As we approach Chinese New Year which begins on February 10, I want to share a recipe for homemade fortune cookies and also my favorite fortune (from a cookie) ever.
A few years ago I was serving in a responsibility at church that most of the time filled me with love and gratitude, but also involved a heavy time commitment and occasionally left me feeling heart-sick about things that I could not fix.
After one such day, Brian and I went to dinner with some good friends. After the meal, the traditional fortune cookies were served. I received the most timely fortune. It is the only one that I have actually held onto and occasionally reread.
I know this doesn’t sound like an especially cheery sentiment, but it described exactly how I was feeling at the time. It was also a wonderful nostalgic reminder of the time we spent living in Japan. My Japanese is extremely limited, but one of the concepts that fascinated me there was the concept of uncomplaining endurance or perseverance, regardless of circumstance. From a religious perspective, we might call this “enduring to the end.” The Japanese have not just one word for this, but a vocabulary that covers an entire spectrum of levels of endurance and different situations which might require endurance.
The word “ganbatte”, on the low end of the spectrum might be called out to someone who has just one lap to go in a race or is about to take a hard test. It implies both an encouragement to keep going or work hard and also an admonition to do your best. It implies as well an unspoken wish of good luck in your endeavor.
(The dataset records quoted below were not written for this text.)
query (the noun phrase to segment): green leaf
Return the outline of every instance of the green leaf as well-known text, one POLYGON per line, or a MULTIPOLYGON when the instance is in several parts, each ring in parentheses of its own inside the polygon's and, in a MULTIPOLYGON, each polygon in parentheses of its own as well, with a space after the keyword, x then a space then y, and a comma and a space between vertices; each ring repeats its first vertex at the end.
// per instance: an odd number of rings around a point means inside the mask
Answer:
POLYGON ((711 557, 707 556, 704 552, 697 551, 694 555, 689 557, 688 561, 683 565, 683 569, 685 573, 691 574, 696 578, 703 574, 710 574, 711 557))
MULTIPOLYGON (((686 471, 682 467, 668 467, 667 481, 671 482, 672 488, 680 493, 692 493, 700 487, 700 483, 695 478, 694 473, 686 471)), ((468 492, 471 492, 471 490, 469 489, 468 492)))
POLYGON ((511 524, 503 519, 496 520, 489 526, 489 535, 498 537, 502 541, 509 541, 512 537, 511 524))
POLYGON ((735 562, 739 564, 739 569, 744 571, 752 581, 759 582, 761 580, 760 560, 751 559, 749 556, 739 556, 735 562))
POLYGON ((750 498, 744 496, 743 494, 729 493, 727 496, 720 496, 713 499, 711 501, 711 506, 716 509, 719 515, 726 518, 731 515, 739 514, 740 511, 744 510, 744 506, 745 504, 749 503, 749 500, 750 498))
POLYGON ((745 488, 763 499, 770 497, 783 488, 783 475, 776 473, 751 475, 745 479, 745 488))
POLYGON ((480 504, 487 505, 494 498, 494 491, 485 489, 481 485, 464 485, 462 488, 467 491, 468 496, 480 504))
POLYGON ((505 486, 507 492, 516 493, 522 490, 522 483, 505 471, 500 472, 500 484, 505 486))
At the other end of the spectrum you have “gaman”, which implies a self-sacrificing patience, endurance, and perseverance through extremely difficult and often prolonged circumstances. It is a charge to endure with grace and dignity. “Work on in despair” is not meant to be a negative concept, but a positive character trait to develop that will bless both you and society at large.
So, as you make these cookies and the edges burn OR you wait too long to fold them and they harden, OR you make 600 of them for a Chinese New Year party and while you are changing your kids break open every single one to read the funny fortunes, all I can say is:
Making Fortune Cookies:
Fortune cookies are made from a thin egg white based batter. You will need to line your baking sheets with a silicone liner or parchment paper. Spread batter in 3-4” circles on your baking sheets. I can get 6 on my baking sheet. The cookies will harden quickly after removing them from the oven. Start with just a couple of cookies on your baking sheet until you get the hang of folding them quickly.
The cookies are done when the dough is dry, but not brown. Don’t be discouraged if you ruin a cookie or two trying to get the exact time right (no two ovens are exactly the same).
To fold: While the cookies are still hot from the oven, flip a cookie over and place a fortune in the center of the cookie. Gently fold cookie in half (do not flatten center crease; just make the edges meet). Using a mug or drinking glass, fold the cookie in half again over the edge of the mug. Transfer to a muffin tin to keep cookie from unfolding while it completely cools.
Cookies should be eaten the same day, or stored in an airtight container. They will quickly become soft in a humid climate. Making them in the winter here in dry western PA, they will keep for several days without becoming soft.
You can write your own fortunes, or here are some links for pre-written fortunes:
Homemade Fortune Cookies
1 cup flour
1 cup sugar
1 Tbs cornstarch
½ tsp salt
4 egg whites
1/3 cup oil
2 Tbs water
1 ½ tsp orange or almond extract
1 tsp vanilla extract
Fortunes cut into strips about 3 ½” long by ½” wide
Preheat oven to 300°F. Line baking sheets with silicone mats or parchment paper.
Use a whisk to mix flour, cornstarch, salt, and sugar in a small bowl.
In a separate bowl, use the whisk to lightly beat the egg whites, oil, water, vanilla, and orange or almond extract until frothy.
Stir the flour into the egg white mixture and mix until you have a smooth batter. The batter will be thin, with the consistency of a sticky pancake batter and not stiff like a normal cookie dough.
Place one tablespoon of batter onto the cookie sheet. Using the back of a spoon, spread batter in a circular motion to make a circle about 3-4 inches in diameter. Place 4-6 cookies on a baking sheet (start with fewer cookies until you get the hang of folding quickly). The batter should be very thin on the baking sheet. If it’s too thick the cookies won’t fold without breaking.
Bake for 11-14 minutes, or until the outer edge of each cookie barely begins to brown.
TO FOLD: Immediately after removing baking sheet from the oven, working very quickly, remove a cookie with a thin metal spatula and flip it over onto a clean plate or mat. Place a fortune in the middle of the cookie (let one end slightly extend beyond edge of cookie, if desired). Fold the cookie in half, but do not flatten center crease; just make the edges meet gently. Fold cookie in half again by gently pulling the edges downward over the rim of a mug or glass. Place the finished cookie in the cup of a muffin tin so that it keeps its shape while it cools. Continue with the rest of the cookies.
Let cookies sit, uncovered, for 1-2 hours (so that they harden completely). Cookies are best eaten the same day, especially if weather is humid. In drier climates, cookies will keep well for several days.